The album’s latter half includes a gloomy piano-led companion to “Someone Else’s Problem” called “And Yet,” which vividly recalls both Evergrey‘s mellower moments as well as Redemption‘s own “The Origins of Ruin,” while “Little Men” and “The Last of Me” maintain the pace, standards, and attitude set earlier on the album without broadening the scope much. The pace picks up again with another bitching cover, this time of U2‘s “New Year’s Day,” all metalled up with frenetic performances by all involved. The album concludes with the ten-minute title track, which opens bleakly, gradually getting heavier until we end up with a dizzying, uneasy, atonal section that culminates with bassist Sean Andrews‘ throbbing undercurrent leading into thrashier, speedier territory. That particular moment is one of the album’s most satisfying, signifying the tension of a long night finally breaking with the day, while the optimistic refrain and conclusion, where Englund dares us to dream, allude to the sunrise finally conquering the darkness. If the very essence of everything this band represents could be extracted, we would be left with this one song.

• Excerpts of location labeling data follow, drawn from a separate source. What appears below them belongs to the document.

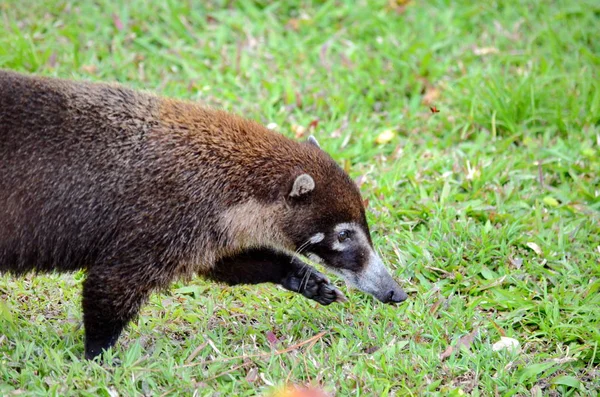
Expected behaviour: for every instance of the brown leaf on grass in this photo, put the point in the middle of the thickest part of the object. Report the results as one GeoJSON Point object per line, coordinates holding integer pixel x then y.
{"type": "Point", "coordinates": [91, 69]}
{"type": "Point", "coordinates": [252, 375]}
{"type": "Point", "coordinates": [298, 131]}
{"type": "Point", "coordinates": [118, 23]}
{"type": "Point", "coordinates": [399, 6]}
{"type": "Point", "coordinates": [482, 51]}
{"type": "Point", "coordinates": [52, 60]}
{"type": "Point", "coordinates": [360, 180]}
{"type": "Point", "coordinates": [536, 248]}
{"type": "Point", "coordinates": [273, 341]}
{"type": "Point", "coordinates": [385, 137]}
{"type": "Point", "coordinates": [323, 56]}
{"type": "Point", "coordinates": [465, 340]}
{"type": "Point", "coordinates": [431, 95]}
{"type": "Point", "coordinates": [516, 262]}
{"type": "Point", "coordinates": [372, 349]}
{"type": "Point", "coordinates": [293, 24]}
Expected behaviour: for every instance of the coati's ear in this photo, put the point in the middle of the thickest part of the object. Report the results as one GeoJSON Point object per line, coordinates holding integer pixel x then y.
{"type": "Point", "coordinates": [313, 140]}
{"type": "Point", "coordinates": [302, 185]}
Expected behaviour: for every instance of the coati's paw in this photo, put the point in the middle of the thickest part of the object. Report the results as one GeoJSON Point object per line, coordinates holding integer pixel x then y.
{"type": "Point", "coordinates": [315, 286]}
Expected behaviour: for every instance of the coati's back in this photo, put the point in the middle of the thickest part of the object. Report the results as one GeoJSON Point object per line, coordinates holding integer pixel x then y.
{"type": "Point", "coordinates": [94, 174]}
{"type": "Point", "coordinates": [63, 168]}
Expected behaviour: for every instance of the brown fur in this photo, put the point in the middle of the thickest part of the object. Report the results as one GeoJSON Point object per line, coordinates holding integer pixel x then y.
{"type": "Point", "coordinates": [139, 190]}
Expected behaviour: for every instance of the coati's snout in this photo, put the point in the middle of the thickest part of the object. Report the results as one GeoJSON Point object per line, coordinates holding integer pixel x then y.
{"type": "Point", "coordinates": [346, 251]}
{"type": "Point", "coordinates": [326, 221]}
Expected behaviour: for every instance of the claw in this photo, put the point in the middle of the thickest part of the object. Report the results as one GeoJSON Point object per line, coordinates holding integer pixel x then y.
{"type": "Point", "coordinates": [339, 296]}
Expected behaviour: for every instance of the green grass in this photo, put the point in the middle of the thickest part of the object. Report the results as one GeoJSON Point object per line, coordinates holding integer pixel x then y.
{"type": "Point", "coordinates": [459, 201]}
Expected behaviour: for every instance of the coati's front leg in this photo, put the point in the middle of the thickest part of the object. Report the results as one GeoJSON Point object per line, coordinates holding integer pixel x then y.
{"type": "Point", "coordinates": [264, 265]}
{"type": "Point", "coordinates": [112, 297]}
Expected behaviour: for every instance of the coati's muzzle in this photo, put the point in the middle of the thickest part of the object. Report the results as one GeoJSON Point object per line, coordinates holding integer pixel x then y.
{"type": "Point", "coordinates": [375, 280]}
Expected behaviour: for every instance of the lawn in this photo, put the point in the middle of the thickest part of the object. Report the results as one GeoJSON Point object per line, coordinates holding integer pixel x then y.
{"type": "Point", "coordinates": [487, 211]}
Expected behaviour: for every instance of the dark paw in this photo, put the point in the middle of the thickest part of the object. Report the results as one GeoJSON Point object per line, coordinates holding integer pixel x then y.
{"type": "Point", "coordinates": [315, 286]}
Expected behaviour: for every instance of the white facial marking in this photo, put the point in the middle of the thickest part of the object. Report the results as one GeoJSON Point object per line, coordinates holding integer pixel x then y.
{"type": "Point", "coordinates": [317, 238]}
{"type": "Point", "coordinates": [357, 233]}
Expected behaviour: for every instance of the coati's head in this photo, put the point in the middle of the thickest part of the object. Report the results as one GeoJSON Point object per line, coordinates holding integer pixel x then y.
{"type": "Point", "coordinates": [325, 219]}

While “Long Night’s Journey Into Day” is certainly a dip that continues Redemption’s habit of alternating outstanding albums with releases that are merely great, it’s worth noting that this band has survived a personnel change that would have doomed a lesser band to failure. Indeed, with the recruitment of Englund and new keyboardist Vikram Shankar, whom Van Dyk calls the single most talented musician that’s ever been in the Redemption ranks, this unassuming act from Southern California now seem poised to deliver the true successor to “Snowfall on Judgment Day,” a record that ranks right up there with Fates Warning‘s “Parallels” as one of the centerpieces of not just progmetal, but heavy metal in general. This new record’s promise and quality also give hope that Redemption will affect Evergrey the way it affected Fates Warning: with an importunate pressure to exceed their own heightened expectations. The future looks bright for all three bands, and “Long Night’s Journey Into Day” could very well be the (heh heh) redemption Englund has sought since Evergrey strayed from its once-glorious path.
Released By: Metal Blade
Release Date: July 27th, 2018
- Nick van Dyk / guitars, keyboards
- Chris Quirarte / drums
- Sean Andrews / bass guitar
- Tom Englund / vocals
- Vikram Shankar / keyboards
“Long Night’s Journey Into Day” Track-Listing:
1. Eyes You Dare Not See in Dreams
2. Someone Else’s Problem
3. The Echo Chamber
5. Indulge in Color
6. Little Men
7. And Yet
8. The Last of Me
9. New Year’s Day
10. Long Night’s Journey Into Day
"Long Night's Journey Into Day" rewards listeners who offer it repeated listens with some of the most poignant, penetrating, and indeed human heavy metal they're likely to hear this year.